Iraque. De novo em pé de guerra

Iraque. De novo em pé de guerra


As forças iraquianas tomaram Kirkuk aos curdos sem dificuldade. Agora que o Estado Islâmico sai de cena, as feridas antigas voltam à tona.


Ainda não terminou uma guerra e logo aparece aos iraquianos o fantasma de outra. O governo central tomou esta segunda-feira o controlo de Kirkuk pela força, agravando a disputa com os independentistas curdos e avançando um passo na direção de um conflito aberto com a quarta etnia do Médio Oriente.

Em poucas horas, numa jogada que começou de madrugada e foi em partes iguais arriscada, ambiciosa e bem-sucedida, as forças de elite iraquianas tomaram postos nos arredores da cidade, conquistando as instalações de gás e petróleo, postos de controlo e o aeroporto militar.

Avançaram depois para o centro da cidade, que tomaram quase sem oposição ao final da tarde, esmagando imagens dos líderes curdos que há três anos dominam a cidade.

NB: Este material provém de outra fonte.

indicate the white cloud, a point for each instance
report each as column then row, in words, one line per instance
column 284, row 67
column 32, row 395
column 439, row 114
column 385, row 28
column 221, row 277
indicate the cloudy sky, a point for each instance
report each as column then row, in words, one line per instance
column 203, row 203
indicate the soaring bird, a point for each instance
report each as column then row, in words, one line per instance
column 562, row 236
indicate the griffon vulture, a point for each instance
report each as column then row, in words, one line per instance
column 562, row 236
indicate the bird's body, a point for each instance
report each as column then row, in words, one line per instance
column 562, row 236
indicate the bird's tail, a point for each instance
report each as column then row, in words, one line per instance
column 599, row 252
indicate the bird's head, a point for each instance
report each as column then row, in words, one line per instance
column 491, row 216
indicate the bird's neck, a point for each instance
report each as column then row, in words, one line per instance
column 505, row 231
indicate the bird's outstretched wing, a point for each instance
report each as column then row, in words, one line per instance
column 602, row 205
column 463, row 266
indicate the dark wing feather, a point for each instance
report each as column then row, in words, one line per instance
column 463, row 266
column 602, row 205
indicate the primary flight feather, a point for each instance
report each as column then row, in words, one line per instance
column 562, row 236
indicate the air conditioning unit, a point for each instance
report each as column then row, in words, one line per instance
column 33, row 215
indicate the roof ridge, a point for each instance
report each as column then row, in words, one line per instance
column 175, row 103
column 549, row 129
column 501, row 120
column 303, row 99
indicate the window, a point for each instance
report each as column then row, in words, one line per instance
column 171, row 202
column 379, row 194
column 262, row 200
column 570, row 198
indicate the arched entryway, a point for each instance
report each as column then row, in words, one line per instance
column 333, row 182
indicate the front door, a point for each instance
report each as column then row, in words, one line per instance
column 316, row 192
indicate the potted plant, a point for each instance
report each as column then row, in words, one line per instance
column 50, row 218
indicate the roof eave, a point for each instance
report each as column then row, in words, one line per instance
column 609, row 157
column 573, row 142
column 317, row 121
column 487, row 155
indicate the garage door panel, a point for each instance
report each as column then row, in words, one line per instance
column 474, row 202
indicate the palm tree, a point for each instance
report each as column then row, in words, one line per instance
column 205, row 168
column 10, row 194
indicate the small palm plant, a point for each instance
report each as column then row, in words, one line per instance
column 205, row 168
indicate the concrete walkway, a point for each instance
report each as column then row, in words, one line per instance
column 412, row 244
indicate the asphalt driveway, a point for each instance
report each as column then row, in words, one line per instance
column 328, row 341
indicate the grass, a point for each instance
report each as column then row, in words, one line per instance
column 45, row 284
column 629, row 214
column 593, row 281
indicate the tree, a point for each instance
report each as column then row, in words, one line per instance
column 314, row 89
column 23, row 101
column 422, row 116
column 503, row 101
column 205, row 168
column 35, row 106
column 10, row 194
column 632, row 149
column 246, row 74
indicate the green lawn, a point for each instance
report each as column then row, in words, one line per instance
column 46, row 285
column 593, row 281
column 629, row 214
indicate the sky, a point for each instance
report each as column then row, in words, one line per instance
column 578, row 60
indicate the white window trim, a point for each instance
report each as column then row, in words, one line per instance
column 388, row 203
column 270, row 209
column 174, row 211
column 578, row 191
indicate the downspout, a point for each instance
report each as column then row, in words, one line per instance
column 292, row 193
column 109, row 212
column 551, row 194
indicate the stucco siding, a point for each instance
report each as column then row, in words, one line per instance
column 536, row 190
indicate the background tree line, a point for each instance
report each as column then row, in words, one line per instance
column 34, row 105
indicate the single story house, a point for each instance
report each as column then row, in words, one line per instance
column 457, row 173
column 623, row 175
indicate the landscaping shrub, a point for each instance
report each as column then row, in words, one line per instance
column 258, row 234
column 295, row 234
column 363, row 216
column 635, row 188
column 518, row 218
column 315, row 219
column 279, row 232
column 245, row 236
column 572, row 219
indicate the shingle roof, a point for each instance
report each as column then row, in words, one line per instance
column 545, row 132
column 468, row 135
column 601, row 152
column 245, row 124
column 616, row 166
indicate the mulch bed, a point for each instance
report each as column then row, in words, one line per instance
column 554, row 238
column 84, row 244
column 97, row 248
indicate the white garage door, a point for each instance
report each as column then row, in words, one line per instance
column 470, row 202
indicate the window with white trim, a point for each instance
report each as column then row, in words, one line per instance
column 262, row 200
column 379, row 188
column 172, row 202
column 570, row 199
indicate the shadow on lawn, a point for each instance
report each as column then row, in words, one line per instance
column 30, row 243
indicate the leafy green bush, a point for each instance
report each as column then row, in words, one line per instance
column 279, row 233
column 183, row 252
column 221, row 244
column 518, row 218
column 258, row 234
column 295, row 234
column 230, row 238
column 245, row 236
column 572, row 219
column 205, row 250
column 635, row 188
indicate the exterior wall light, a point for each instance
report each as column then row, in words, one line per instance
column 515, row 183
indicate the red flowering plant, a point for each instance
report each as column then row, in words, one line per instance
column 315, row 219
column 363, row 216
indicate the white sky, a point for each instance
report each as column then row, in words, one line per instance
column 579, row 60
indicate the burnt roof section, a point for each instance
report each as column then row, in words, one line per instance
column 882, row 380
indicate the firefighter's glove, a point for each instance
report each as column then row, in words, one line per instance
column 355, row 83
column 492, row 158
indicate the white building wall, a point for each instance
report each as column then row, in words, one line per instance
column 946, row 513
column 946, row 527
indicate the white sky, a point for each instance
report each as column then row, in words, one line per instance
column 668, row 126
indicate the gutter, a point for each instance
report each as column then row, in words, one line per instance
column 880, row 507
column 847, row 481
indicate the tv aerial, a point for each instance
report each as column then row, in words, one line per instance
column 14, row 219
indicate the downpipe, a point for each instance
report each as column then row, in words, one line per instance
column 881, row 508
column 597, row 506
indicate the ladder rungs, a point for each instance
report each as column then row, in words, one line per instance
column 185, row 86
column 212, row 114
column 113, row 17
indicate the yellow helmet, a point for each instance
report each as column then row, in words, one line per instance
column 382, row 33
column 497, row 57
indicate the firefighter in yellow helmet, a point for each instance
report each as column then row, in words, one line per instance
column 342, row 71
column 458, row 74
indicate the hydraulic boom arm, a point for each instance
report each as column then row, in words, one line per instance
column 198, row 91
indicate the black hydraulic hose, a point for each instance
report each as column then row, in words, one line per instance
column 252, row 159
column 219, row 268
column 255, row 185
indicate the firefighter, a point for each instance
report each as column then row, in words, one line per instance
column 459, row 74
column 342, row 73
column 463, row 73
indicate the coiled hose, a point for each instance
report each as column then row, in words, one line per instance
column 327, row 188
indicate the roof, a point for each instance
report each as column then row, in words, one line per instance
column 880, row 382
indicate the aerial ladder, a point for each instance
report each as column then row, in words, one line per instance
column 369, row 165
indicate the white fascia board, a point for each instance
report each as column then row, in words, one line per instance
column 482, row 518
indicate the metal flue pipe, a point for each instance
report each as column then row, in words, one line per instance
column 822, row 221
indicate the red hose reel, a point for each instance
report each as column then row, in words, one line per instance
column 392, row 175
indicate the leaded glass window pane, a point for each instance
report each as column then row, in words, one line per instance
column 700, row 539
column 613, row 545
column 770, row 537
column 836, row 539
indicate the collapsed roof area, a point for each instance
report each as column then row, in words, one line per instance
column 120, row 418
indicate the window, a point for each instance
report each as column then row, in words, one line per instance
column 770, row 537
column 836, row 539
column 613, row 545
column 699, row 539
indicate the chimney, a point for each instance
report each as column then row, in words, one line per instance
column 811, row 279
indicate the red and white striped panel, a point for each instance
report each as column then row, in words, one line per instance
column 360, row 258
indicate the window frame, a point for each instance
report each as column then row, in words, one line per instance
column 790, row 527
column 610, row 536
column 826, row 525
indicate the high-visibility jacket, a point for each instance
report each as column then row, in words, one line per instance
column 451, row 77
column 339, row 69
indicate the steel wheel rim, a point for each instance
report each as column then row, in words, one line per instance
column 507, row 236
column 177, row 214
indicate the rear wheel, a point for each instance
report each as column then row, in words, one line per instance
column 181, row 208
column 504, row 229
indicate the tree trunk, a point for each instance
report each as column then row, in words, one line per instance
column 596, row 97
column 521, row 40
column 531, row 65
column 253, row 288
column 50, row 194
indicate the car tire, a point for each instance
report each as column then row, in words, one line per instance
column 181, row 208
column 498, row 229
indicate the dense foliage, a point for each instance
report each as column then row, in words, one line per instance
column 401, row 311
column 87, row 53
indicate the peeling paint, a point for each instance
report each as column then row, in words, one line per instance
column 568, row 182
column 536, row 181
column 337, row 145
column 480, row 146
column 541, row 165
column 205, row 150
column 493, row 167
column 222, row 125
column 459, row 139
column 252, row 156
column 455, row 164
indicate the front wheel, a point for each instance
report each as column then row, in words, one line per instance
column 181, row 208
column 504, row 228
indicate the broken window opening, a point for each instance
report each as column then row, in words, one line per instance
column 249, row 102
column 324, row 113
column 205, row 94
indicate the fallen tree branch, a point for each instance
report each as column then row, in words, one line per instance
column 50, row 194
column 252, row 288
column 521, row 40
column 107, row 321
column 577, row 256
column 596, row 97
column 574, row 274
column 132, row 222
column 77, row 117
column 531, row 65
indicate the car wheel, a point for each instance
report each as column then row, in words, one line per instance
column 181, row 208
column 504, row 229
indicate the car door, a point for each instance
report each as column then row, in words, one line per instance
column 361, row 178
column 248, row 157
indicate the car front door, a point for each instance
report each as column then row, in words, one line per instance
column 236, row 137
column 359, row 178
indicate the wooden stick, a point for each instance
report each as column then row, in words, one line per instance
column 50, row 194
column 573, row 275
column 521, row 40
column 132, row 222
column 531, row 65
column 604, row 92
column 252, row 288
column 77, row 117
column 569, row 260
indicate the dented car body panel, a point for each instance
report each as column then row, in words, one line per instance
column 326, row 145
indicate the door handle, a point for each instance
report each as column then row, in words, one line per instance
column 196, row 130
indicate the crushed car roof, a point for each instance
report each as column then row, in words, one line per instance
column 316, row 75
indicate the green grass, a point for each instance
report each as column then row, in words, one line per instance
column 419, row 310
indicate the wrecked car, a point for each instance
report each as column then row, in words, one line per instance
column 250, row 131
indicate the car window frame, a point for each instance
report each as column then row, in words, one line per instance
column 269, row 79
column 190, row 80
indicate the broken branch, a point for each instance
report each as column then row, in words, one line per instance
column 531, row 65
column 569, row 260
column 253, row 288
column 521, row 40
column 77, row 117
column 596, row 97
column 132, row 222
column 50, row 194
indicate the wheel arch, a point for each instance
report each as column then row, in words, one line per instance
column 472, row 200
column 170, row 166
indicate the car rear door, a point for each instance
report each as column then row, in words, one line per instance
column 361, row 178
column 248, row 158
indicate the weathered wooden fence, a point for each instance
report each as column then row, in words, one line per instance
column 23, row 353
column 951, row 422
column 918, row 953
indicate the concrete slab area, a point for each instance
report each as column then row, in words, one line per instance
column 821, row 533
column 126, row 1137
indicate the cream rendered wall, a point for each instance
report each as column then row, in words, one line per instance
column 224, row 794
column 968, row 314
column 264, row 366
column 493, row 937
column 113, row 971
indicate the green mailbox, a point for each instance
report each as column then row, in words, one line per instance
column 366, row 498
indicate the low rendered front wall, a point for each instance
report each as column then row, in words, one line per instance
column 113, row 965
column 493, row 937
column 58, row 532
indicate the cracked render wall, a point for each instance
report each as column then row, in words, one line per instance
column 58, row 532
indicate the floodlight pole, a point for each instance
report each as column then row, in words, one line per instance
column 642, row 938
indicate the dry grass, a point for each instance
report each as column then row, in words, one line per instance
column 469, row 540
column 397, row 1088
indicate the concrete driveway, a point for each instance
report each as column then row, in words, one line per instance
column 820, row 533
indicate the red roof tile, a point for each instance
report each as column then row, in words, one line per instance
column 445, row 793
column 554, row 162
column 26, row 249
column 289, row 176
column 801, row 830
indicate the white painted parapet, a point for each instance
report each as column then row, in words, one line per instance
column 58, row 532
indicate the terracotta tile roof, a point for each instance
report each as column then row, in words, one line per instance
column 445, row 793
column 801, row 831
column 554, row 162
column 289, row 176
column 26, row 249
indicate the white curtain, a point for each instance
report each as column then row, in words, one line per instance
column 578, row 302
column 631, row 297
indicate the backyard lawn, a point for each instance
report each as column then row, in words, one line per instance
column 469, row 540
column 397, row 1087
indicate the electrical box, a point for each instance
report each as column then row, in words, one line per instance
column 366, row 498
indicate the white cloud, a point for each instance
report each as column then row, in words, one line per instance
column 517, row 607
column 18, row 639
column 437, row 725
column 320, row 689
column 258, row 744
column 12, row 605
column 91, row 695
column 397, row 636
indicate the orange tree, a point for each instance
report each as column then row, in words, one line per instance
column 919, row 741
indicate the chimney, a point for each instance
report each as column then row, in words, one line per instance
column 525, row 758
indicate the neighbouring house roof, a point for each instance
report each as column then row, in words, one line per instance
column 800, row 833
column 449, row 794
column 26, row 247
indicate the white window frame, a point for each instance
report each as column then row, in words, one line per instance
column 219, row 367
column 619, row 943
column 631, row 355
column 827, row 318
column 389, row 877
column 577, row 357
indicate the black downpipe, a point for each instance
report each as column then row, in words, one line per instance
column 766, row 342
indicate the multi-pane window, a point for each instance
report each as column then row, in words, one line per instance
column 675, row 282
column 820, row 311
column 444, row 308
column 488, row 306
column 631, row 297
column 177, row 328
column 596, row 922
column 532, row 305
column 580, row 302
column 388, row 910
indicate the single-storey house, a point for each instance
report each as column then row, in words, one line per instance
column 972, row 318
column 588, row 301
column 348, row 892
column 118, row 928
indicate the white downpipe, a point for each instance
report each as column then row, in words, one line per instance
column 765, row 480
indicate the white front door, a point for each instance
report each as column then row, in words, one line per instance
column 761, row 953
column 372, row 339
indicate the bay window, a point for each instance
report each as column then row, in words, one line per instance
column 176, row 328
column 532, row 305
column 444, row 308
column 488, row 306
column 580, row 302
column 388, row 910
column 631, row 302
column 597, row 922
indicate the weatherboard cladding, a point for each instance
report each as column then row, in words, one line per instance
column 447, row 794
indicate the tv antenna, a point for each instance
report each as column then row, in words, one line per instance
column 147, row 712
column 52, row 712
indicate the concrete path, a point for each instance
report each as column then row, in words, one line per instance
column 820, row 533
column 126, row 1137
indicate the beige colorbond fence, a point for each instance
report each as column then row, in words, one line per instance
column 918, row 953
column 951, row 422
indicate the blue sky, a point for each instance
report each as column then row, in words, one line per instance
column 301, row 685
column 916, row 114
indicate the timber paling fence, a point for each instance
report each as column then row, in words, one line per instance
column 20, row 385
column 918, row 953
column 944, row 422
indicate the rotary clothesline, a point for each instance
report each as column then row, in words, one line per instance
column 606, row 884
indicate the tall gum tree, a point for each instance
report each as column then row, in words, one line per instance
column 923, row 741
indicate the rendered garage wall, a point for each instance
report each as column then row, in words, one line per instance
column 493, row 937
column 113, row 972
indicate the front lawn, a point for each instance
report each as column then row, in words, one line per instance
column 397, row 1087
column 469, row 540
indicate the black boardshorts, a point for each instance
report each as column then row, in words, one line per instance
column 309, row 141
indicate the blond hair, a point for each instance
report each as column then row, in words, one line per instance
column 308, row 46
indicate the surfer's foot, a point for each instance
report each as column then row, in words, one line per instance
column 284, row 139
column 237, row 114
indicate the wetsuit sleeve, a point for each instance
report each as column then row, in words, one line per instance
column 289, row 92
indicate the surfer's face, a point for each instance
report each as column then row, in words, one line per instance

Morreram esta segunda dez peshmergas curdos, de acordo com a AFP. Dezenas de milhares de habitantes, no entanto, fugiam ainda ao início da noite para o norte.

A operação iraquiana foi uma surpresa, mas foi também o culminar de semanas de tensão que arrancaram com o referendo à independência do Curdistão iraquiano, realizado a 25 de setembro contra as ordens dos tribunais de Bagdade, as ameaças do seu governo e as críticas dos parceiros.

O voto, o primeiro para os curdos, foi mais do que nítido: 92,7% da população votou pela independência num referendo em que quase 73% dos eleitores foram às urnas.

Independência acossada

O governo regional de Masoud Barzani declarou que a fratura com o Iraque não ocorreria da noite para o dia e que o voto inaugurava um período de negociações. Bagdade recusou e ordenou o regresso de Kirkuk às suas mãos.

A cidade, de maioria curda mas com grandes populações turcomenas e árabes, votou também no referendo, aprovou a independência, mas está fora das linhas do governo autónomo criadas na Constituição de 2005.

Não é certo que a operação desta segunda-feira seja o início de uma ação militar mais vasta contra os territórios autónomos. Até agora, Bagdade exigiu apenas o controlo da cidade petrolífera, uma das mais prósperas no país, ocupada em 2014 no combate ao Estado Islâmico – quando as forças iraquianas bateram em retirada – e de onde o governo de Barzani vem retirando quase metade das suas receitas.

De acordo com o comando americano, os combates desta segunda deram-se apenas de madrugada e por erro.

Guerra fratricida

Por enquanto, a guerra parece mais provável entre os próprios curdos. O avanço fácil das tropas iraquianas parece ter-se dado porque os combatentes leais à oposição, do PUK, negociaram nos últimos dias com Bagdade, deixando vulneráveis os peshmergas do partido no poder, o KDP.

“Lamentamos que os responsáveis do PUK tenham participado neste golpe”, afirmava esta segunda-feira o controlo curdo de Erbil, a capital do governo autónomo para onde ontem fugiam os curdos de Kirkuk – os turcomenos e árabes, por sua vez, celebravam nas ruas.

“Decidimos sair porque temos medo dos confrontos”, contava Chunem Qader à AFP. “Vivemos em paz, mas os políticos de Bagdade e Erbil enfrentam-se em nome do petróleo e quem sofre somos nós.”